Sürgün yolculuğunda yaşananlar ise dehşet vericidir. Sürgün kışın yapıldığı için hava çok soğuktur. Verilen yiyecekler ise insanların karnını doyurmaz sadece malum sonu biraz geciktirir. Yollarda açlıktan, soğuktan bakımsızlıktan dolayı birçok insan yaşamını yitirir. Vagonda ölenler akrabaları tarafından saklanmaya çalışılsa da Rus askerleri fark edip ölüleri dışarı atarlar.

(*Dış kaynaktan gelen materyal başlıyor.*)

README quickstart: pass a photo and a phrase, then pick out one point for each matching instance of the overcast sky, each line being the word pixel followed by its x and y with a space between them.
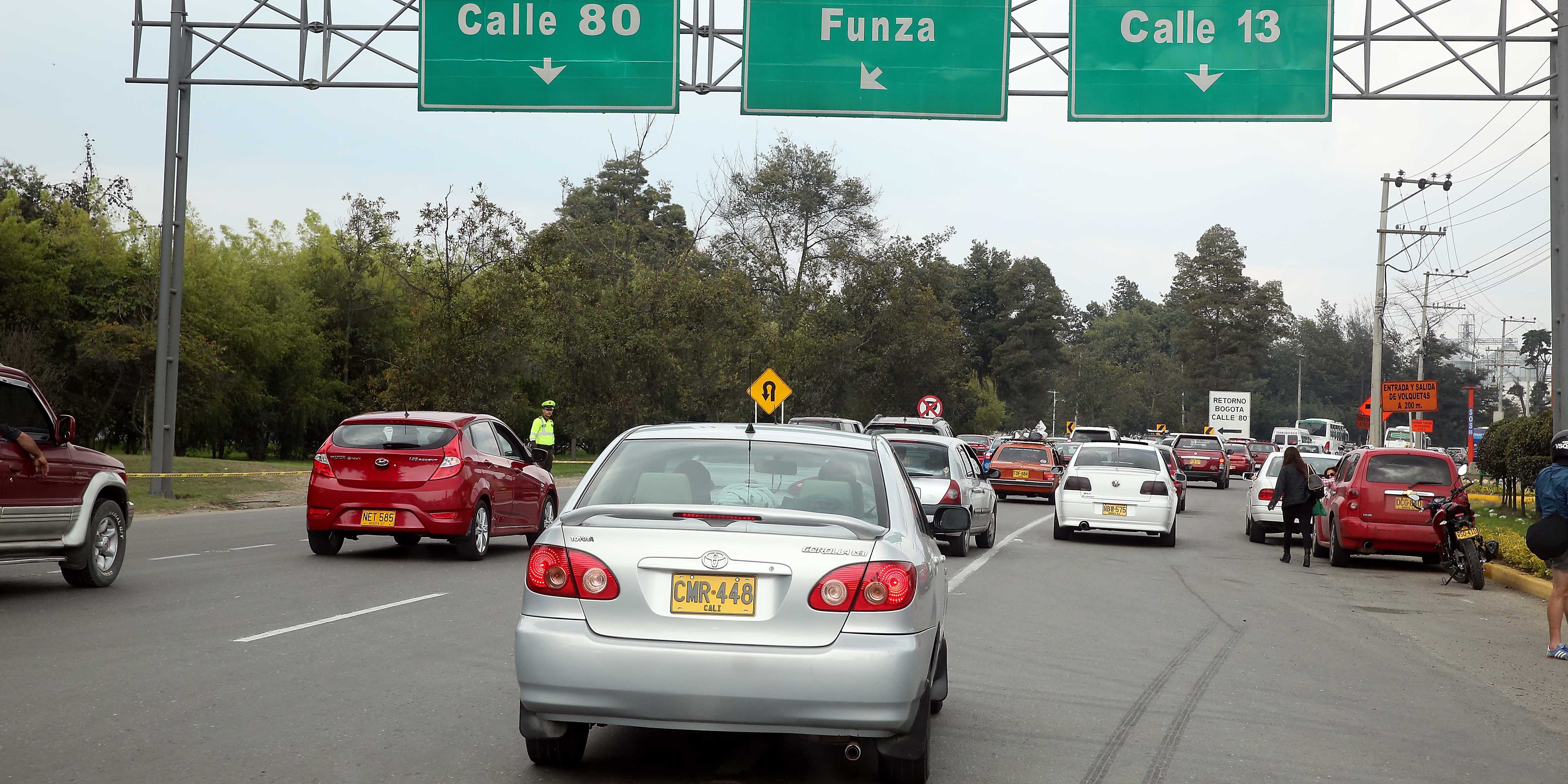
pixel 1094 200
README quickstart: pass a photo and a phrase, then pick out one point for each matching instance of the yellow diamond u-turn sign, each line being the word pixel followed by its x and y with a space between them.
pixel 769 391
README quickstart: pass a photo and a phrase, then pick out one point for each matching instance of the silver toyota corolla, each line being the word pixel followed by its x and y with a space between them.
pixel 745 579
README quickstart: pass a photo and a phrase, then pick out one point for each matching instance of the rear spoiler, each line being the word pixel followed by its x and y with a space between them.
pixel 730 518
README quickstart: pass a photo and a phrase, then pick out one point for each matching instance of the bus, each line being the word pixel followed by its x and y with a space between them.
pixel 1326 433
pixel 1399 437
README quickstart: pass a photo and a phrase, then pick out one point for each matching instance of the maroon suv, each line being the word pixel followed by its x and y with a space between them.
pixel 78 513
pixel 413 474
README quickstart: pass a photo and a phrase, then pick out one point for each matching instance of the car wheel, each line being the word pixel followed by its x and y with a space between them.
pixel 901 771
pixel 959 546
pixel 988 538
pixel 561 752
pixel 103 553
pixel 325 543
pixel 1338 556
pixel 473 546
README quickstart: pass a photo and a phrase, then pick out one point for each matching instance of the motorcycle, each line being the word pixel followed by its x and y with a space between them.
pixel 1462 551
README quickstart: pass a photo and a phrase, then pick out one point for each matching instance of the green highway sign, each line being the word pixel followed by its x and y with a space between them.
pixel 898 59
pixel 548 56
pixel 1232 60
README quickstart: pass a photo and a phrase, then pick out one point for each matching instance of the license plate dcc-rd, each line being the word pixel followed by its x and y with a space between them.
pixel 712 595
pixel 379 518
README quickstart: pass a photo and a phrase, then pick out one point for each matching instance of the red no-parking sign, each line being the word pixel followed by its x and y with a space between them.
pixel 929 407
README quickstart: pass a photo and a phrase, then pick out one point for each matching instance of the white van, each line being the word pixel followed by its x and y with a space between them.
pixel 1290 438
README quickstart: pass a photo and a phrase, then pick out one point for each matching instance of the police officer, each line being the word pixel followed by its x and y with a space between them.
pixel 543 435
pixel 1551 498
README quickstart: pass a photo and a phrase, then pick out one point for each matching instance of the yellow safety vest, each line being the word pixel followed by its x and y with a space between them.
pixel 543 432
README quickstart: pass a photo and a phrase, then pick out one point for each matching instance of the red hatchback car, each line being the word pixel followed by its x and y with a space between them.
pixel 1370 512
pixel 413 474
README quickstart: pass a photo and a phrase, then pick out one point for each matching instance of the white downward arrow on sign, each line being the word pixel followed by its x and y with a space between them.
pixel 869 78
pixel 1203 78
pixel 548 74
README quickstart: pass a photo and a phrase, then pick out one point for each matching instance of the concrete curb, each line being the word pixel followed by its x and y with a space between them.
pixel 1520 581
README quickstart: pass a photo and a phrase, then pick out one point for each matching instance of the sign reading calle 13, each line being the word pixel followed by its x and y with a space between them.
pixel 548 56
pixel 1174 60
pixel 880 59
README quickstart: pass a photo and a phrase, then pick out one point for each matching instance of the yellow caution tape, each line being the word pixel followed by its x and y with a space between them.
pixel 228 474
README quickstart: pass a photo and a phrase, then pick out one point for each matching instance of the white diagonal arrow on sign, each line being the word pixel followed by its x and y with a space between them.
pixel 548 74
pixel 869 78
pixel 1205 79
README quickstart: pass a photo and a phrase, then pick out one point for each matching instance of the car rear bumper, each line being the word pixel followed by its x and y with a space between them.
pixel 862 686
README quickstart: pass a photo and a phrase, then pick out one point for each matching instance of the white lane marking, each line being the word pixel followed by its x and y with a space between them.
pixel 275 633
pixel 981 562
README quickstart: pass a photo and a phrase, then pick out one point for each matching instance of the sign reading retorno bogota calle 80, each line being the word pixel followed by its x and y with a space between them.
pixel 548 56
pixel 1200 62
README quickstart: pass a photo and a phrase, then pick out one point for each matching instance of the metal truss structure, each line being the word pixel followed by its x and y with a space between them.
pixel 1384 51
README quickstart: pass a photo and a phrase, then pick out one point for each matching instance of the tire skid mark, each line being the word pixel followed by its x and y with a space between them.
pixel 1108 753
pixel 1167 749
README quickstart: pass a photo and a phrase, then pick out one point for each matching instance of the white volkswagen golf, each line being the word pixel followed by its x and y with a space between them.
pixel 739 579
pixel 1117 487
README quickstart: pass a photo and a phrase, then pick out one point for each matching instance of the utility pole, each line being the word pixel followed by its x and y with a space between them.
pixel 1503 353
pixel 1380 287
pixel 1421 353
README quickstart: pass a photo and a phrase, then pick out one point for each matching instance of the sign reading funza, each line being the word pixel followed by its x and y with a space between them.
pixel 896 59
pixel 1183 62
pixel 548 56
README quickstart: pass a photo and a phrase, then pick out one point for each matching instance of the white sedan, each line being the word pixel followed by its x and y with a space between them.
pixel 1117 487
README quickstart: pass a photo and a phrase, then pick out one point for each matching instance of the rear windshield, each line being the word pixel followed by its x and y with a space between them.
pixel 1117 457
pixel 1409 470
pixel 1023 455
pixel 393 435
pixel 901 427
pixel 923 460
pixel 805 477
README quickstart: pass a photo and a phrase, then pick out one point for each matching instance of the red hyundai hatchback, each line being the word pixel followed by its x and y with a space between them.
pixel 413 474
pixel 1370 510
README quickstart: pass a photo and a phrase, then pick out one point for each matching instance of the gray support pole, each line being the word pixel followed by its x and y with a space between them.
pixel 1559 216
pixel 167 371
pixel 1379 300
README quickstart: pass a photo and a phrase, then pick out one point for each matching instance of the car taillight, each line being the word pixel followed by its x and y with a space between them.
pixel 874 587
pixel 953 493
pixel 451 460
pixel 557 571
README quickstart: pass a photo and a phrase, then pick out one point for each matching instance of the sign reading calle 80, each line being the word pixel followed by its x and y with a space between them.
pixel 548 56
pixel 1200 62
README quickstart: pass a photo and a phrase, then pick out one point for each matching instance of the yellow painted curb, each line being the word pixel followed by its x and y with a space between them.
pixel 1520 581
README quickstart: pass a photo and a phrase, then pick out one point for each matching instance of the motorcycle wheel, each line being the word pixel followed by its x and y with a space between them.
pixel 1478 575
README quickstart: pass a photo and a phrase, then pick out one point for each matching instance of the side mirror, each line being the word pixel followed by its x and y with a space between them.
pixel 951 520
pixel 65 430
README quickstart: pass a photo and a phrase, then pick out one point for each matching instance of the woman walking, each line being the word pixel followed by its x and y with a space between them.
pixel 1293 493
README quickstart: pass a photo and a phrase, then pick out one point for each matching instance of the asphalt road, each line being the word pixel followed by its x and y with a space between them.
pixel 1103 659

Ölen akrabalarının cenaze namazlarının kılmasına dahi müsaade edilmez. Ölüler karın üzerine dizilir ve o halde bırakılarak yola devam edilir. Sürgünü yaşayan insanların anlattıkları yaşanan dramı gözler önüne serer: “Hatta bazı vagonların üstünü rüzgâr götürmüştü! Yağan kar insanların üstüne yağmış ve soğuktan birçok yaşlı telef olmuştu. Bu çileli yolculuk, Aralık ayının ilk haftasında Kazakistan’da -30 derecede son bulmuştu.” (Bozkurt, 2012: 46).

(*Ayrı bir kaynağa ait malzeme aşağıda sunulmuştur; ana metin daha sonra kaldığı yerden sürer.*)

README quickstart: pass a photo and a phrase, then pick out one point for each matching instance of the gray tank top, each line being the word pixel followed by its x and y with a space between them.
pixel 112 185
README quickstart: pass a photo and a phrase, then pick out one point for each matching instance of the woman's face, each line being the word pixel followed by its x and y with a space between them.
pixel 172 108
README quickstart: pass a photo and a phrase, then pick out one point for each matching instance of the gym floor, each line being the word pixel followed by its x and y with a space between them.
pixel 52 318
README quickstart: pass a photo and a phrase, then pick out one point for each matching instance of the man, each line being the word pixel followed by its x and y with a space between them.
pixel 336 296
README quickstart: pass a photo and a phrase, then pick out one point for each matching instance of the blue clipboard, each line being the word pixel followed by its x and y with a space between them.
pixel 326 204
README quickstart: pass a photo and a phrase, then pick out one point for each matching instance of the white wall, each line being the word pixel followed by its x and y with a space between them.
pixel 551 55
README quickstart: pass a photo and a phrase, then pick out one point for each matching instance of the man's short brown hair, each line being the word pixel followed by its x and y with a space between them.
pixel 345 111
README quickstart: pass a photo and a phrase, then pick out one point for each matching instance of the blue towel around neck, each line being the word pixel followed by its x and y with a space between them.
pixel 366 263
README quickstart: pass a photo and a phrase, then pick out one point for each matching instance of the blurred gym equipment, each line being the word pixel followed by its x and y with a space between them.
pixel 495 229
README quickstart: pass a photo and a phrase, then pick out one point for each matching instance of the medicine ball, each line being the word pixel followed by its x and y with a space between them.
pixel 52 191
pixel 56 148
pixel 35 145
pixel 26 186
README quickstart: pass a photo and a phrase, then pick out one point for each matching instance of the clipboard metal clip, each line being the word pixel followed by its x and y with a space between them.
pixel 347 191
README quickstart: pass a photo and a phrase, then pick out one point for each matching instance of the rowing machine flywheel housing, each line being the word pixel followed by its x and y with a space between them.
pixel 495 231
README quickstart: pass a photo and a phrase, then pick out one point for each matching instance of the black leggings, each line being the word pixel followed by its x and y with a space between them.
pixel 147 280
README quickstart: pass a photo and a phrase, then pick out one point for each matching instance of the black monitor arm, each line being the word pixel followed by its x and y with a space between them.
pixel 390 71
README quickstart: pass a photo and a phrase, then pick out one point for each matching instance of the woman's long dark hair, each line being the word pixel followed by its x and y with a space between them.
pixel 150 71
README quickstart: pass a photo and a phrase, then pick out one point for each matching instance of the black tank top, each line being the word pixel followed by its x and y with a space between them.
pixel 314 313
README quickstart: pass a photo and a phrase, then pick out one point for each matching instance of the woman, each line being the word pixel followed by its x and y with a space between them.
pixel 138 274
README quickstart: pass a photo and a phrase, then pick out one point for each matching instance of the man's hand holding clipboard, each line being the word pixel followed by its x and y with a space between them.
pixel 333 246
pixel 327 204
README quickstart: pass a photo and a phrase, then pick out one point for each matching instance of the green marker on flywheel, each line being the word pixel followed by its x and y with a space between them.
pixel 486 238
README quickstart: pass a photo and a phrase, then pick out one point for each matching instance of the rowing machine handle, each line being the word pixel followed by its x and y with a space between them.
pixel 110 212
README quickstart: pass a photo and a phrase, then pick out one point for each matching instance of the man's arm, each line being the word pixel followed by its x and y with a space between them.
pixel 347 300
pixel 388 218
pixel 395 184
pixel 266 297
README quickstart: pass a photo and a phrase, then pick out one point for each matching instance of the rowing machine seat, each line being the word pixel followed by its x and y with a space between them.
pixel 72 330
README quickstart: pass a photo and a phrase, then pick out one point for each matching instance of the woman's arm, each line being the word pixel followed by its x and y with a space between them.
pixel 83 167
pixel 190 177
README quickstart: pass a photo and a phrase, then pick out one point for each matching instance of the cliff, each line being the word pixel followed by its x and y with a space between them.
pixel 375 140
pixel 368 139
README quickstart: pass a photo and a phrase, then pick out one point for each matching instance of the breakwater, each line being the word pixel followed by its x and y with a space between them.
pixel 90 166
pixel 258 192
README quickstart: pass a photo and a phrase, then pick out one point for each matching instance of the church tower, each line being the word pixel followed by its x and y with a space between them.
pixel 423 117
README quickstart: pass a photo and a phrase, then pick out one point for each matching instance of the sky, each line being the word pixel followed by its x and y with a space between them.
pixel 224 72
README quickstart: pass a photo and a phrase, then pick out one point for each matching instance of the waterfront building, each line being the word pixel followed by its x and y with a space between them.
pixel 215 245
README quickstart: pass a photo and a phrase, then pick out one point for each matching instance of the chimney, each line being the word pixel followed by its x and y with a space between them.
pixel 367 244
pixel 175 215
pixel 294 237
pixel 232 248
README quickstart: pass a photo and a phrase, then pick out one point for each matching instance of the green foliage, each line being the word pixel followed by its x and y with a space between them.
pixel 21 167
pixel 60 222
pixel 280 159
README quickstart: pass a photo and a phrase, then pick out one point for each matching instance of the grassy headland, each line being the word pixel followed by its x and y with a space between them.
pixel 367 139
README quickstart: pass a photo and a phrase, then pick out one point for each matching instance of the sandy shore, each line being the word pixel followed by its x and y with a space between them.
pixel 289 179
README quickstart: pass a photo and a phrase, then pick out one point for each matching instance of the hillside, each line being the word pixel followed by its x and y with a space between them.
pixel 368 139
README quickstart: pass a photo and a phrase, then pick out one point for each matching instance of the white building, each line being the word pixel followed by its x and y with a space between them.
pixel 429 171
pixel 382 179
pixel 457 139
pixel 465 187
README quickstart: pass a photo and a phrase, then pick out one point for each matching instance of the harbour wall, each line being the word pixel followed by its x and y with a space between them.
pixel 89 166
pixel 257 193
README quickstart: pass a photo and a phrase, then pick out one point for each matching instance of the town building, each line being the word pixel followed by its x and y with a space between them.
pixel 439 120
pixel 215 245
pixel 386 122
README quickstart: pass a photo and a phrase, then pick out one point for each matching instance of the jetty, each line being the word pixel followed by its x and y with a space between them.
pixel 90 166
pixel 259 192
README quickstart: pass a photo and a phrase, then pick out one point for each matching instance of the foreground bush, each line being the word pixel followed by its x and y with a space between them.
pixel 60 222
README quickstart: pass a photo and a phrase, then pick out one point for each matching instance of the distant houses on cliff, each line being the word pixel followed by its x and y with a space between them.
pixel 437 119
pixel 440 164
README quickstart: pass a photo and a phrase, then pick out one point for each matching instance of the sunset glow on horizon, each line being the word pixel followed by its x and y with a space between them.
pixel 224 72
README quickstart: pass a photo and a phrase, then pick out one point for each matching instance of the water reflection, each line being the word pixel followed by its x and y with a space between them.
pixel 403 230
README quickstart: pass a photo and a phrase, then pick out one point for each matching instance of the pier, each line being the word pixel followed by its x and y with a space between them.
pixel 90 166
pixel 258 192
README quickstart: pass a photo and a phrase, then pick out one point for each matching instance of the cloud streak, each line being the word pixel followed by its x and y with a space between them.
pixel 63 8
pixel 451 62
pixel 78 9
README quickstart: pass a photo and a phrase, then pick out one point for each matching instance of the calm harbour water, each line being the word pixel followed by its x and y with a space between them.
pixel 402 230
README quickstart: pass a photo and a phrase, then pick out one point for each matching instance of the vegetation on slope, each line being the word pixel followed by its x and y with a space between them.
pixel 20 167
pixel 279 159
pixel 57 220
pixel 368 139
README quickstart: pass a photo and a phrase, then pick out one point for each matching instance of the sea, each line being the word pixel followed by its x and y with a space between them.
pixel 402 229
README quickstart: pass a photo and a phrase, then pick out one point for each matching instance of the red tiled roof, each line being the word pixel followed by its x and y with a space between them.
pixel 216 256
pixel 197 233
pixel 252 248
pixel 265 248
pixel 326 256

Yurtlarına geri dönmek isteyen Ahıskalı Türklere geri dönüş izni verilmez. Hatta Ahıska Türkleri için Ahıska yasak bölge ilan edildiğinden giriş çıkışlarda sıkı bir denetim yapılır: “Pasaport kontrolünde zp-razreşeno (Rusça zagran polosa razreşeno/yasak bölgeye girebilir) mührü olanları alıyorlardı. Yani Ahıska Türkleri sürülen vatanlarını bir daha görmesinler diye koyulan bu mühür, aslında onların bu yurdun gerçek sahiplerinden ne kadar korktuklarını gösteriyordu.” (Ferhat, 2012: 13-14). Ahıska Türkleri yıllarca vatana dönüş için mücadele ederler. Stalin’in ölümü onlara yeni umutların başlangıcı için cesaret verir.

Stalin’in baskıcı yönetiminin vermiş olduğu kararlara karşıt politikalar uygulanmasıyla birlikte umutları da yeşerir. Ancak “Nisan 1956’da SSCB Yüksek Sovyeti Prezidyumu”nun kararı onların bir kez daha hayal kırıklığına uğramasına sebep olur: “Aynı yıl, Ahıskalılar ile birlikte sürgün edilen Çeçen-İnguş,

(26)

Karaçay-10

Balkar ve Kalmıklar’a kendi vatanlarına geri dönüş izni verilmiş, ancak Ahıska ve Kırım Türkleri’ne izin verilmemiştir.” (Şirin Öner, 2013: 42-43).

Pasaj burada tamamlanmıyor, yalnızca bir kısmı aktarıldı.